Saturday, April 9, 2011

Baby Bok Choy with Sweet-Tart Fresh Mint Sauce and Toasted Quinoa

Baby veggies and baby kitty. Chewie is two this month, so I suppose she is not really a baby anymore. She's my baby, though. My furry, angry baby.

This was a quick and filling lunch to tide me over through Race Judicata this afternoon. The U of M law school sponsors the race every year to race money for Memphis Area Legal Services, and I am going to volunteer. (And, um, chow down on Rendezvous barbecue, sliders from Bardog, and beer afterward [the other day's post notwithstanding...].)

Another big grain-and-greens lunch here, this time with baby bok choy from Gracious Gardens and spearmint from the U of M edible garden. I've been really getting into whole grains lately (steel cut oats, wheat berries, quinoa, barley...) in anticipation of fresh summer grain salads. They're fun, and they keep me full for a pretty long time. The first time I made quinoa--the so-called "mother grain," which you can read more about here--I was kind of meh about it. My friend Leslie told me to toast the grain first and cook it in broth, rather than water. Genius! This turned out much more flavorful than my first attempt.

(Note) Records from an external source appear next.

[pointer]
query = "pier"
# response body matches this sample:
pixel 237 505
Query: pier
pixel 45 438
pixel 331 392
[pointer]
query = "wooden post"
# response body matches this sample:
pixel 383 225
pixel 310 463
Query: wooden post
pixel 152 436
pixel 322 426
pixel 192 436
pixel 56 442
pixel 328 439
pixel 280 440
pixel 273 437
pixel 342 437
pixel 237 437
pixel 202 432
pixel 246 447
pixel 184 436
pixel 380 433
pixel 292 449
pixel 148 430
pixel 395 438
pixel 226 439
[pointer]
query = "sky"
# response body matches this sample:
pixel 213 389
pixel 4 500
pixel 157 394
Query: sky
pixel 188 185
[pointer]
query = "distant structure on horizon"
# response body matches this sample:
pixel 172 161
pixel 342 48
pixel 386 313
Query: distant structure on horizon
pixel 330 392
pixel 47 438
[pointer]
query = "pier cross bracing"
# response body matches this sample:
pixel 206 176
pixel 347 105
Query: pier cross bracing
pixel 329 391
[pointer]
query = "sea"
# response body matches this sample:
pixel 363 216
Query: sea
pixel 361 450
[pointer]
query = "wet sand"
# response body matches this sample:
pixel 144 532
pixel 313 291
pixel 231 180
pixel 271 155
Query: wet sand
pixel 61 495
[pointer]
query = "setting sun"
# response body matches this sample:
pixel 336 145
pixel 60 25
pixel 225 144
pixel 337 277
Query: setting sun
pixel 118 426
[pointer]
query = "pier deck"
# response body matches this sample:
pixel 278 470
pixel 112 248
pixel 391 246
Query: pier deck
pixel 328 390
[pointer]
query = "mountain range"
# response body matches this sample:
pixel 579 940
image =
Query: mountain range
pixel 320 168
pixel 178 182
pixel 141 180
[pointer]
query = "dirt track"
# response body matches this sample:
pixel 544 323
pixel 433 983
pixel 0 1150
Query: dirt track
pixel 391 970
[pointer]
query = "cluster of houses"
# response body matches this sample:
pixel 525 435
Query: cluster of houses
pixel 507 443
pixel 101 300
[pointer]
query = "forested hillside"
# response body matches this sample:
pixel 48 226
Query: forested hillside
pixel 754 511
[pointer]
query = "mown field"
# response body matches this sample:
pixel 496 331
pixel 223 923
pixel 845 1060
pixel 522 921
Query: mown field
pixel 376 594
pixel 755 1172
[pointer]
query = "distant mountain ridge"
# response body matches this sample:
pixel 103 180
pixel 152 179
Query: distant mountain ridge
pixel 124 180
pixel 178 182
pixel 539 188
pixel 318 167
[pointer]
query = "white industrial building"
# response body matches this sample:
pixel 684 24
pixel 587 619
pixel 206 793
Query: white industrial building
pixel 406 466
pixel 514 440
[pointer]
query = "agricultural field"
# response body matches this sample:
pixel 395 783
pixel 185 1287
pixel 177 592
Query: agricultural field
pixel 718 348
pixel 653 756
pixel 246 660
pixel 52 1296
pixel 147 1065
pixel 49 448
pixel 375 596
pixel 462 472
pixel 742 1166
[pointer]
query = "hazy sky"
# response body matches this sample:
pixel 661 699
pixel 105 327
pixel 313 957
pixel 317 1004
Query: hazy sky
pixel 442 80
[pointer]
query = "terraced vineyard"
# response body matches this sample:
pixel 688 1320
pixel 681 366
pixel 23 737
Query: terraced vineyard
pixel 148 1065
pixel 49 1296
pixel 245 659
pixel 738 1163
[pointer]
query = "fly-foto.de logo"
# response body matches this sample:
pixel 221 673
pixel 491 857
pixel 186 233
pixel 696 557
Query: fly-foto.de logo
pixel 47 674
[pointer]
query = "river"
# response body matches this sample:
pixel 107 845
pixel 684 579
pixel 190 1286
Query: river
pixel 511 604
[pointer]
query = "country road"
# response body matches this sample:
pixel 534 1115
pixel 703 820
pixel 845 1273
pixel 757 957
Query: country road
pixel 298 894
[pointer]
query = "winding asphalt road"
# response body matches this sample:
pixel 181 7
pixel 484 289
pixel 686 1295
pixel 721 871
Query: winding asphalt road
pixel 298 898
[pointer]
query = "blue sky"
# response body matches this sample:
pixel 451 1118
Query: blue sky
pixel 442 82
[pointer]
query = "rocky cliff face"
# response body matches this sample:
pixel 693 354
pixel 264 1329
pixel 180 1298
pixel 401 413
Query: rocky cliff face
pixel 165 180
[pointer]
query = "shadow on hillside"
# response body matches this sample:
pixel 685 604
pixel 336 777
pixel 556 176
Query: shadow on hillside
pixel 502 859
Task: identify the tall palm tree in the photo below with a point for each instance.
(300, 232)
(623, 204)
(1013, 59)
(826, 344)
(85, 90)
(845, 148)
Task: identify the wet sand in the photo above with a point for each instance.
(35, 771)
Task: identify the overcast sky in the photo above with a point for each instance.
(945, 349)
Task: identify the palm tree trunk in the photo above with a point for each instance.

Baby Bok Choy with Sweet-Tart Fresh Mint Sauce and Toasted Quinoa
mint sauce recipe adapted from

For the quinoa
1/4 cup dry quinoa, rinsed (rinsing gets rid of the soapy saponins that coat it)
1 1/4 cup chicken or vegetable broth or stock

For the mint sauce and salad
1/4 yellow onion, minced
1 garlic clove, minced
1/8 teaspoon red pepper flakes
1/2 teaspoon sugar
1 1/2 tablespoons white or red wine vinegar
salt and freshly ground black pepper, to taste
1/2 cup tightly packed spearmint leaves, chopped
small bunch of baby bok choy

First start your quinoa...

Place your rinsed quinoa in a medium saucepan, turn the flame to medium, and cook it for about 5 minutes or until you can smell a nice nutty flavor and/or the grain turns somewhat translucent.

Add the broth/stock. I make stock in vast quantities in my Crock-Pot, using vegetable scraps I save in my "stock bag" in the freezer. Then I freeze the stock in ice cube trays to make it easy to portion out later (apologies to my roommate for hogging the ice cube trays when it is stock time). Here I just dumped the frozen stock straight into the saucepan and let it melt over the flame. It worked fine.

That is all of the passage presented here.